The Indonesian government hosted the fifth Our Ocean Conference in Bali on October 29 and 30. It was the latest in a string of oceans-focused summits — with more on the way, such as the The Economist’s World Ocean Summits and the Sustainable Oceans Summits organised by the industry-coalition the World Ocean Council.
These meetings typically bring together different actors including heads of state, transnational environmental NGOs, corporations from a broad array of ocean industries, and so-called “impact investors” to discuss how best to ensure a supposed “sustainable” and “win-win-win” use of coastal and marine resources.
Notably absent from all these meetings are representatives of the millions of small-scale fisher peoples who rely on coastal and marine ecosystems for their livelihoods.
As small-scale fisher peoples are left out of these multi-stakeholder gatherings, so too are they being physically squeezed out of ocean-spaces.

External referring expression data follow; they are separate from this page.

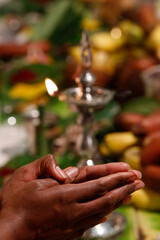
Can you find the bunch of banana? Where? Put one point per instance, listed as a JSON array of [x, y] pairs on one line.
[[117, 142], [146, 199]]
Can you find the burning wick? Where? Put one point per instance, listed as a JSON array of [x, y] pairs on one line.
[[52, 89]]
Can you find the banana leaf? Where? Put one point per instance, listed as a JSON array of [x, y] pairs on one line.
[[61, 23], [142, 105]]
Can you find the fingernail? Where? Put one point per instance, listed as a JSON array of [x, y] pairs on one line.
[[72, 172], [104, 219], [60, 172], [137, 173], [127, 199], [139, 186]]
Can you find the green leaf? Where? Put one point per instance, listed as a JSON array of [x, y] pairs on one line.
[[52, 19], [141, 105]]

This is a result of an increasing interest in changing the use and control of ocean-space through a “blue fix” cocktail ostensibly aimed at protecting the oceans.
Glaring contradictions
The envisioned win-win-win covers ecological, social and economic fronts. In practice, however, the contradictions are glaring.
First, in tune with the more general turn towards conservation based on a model of “selling nature to save it”, the “blue fix” discourse aims to attract private investment for protected marine areas and so-called sustainable tourism.
It seems to be less about challenging what is driving the destruction of marine and coastal ecosystems — namely the many different ocean industries — and more about turning conservation into a profitable venture, while accommodating destructive uses of ocean-space.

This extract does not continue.